Gradient boosting involves three elements:

- A loss function to be optimized.
- A weak learner to make predictions.
- An additive model to add weak learners to minimize the loss function.

The loss function used depends on the type of problem being solved.

It must be differentiable, but many standard loss functions are supported and you can define your own.

For example, regression may use a squared error and classification may use logarithmic loss.

A benefit of the gradient boosting framework is that a new boosting algorithm does not have to be derived for each loss function that may want to be used, instead, it is a generic enough framework that any differentiable loss function can be used.

Decision trees are used as the weak learner in gradient boosting.

Specifically regression trees are used that output real values for splits and whose output can be added together, allowing subsequent models outputs to be added and “correct” the residuals in the predictions.

Trees are constructed in a greedy manner, choosing the best split points based on purity scores like Gini or to minimize the loss.

Initially, such as in the case of AdaBoost, very short decision trees were used that only had a single split, called a decision stump. Larger trees can be used generally with 4-to-8 levels.

It is common to constrain the weak learners in specific ways, such as a maximum number of layers, nodes, splits or leaf nodes.

This is to ensure that the learners remain weak, but can still be constructed in a greedy manner.

Trees are added one at a time, and existing trees in the model are not changed.

A gradient descent procedure is used to minimize the loss when adding trees.

Traditionally, gradient descent is used to minimize a set of parameters, such as the coefficients in a regression equation or weights in a neural network. After calculating error or loss, the weights are updated to minimize that error.

Instead of parameters, we have weak learner sub-models or more specifically decision trees. After calculating the loss, to perform the gradient descent procedure, we must add a tree to the model that reduces the loss (i.e. follow the gradient). We do this by parameterizing the tree, then modify the parameters of the tree and move in the right direction by (reducing the residual loss.

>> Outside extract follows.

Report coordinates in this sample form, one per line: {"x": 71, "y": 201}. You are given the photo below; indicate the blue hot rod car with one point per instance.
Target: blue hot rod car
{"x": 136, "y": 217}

Generally this approach is called functional gradient descent or gradient descent with functions.

One way to produce a weighted combination of classifiers which optimizes [the cost] is by gradient descent in function space

— Boosting Algorithms as Gradient Descent in Function Space [PDF], 1999

The output for the new tree is then added to the output of the existing sequence of trees in an effort to correct or improve the final output of the model.

A fixed number of trees are added or training stops once loss reaches an acceptable level or no longer improves on an external validation dataset.

Gradient boosting is a greedy algorithm and can overfit a training dataset quickly.

It can benefit from regularization methods that penalize various parts of the algorithm and generally improve the performance of the algorithm by reducing overfitting.

In this this section we will look at 4 enhancements to basic gradient boosting:

- Tree Constraints
- Shrinkage
- Random sampling
- Penalized Learning

It is important that the weak learners have skill but remain weak.

There are a number of ways that the trees can be constrained.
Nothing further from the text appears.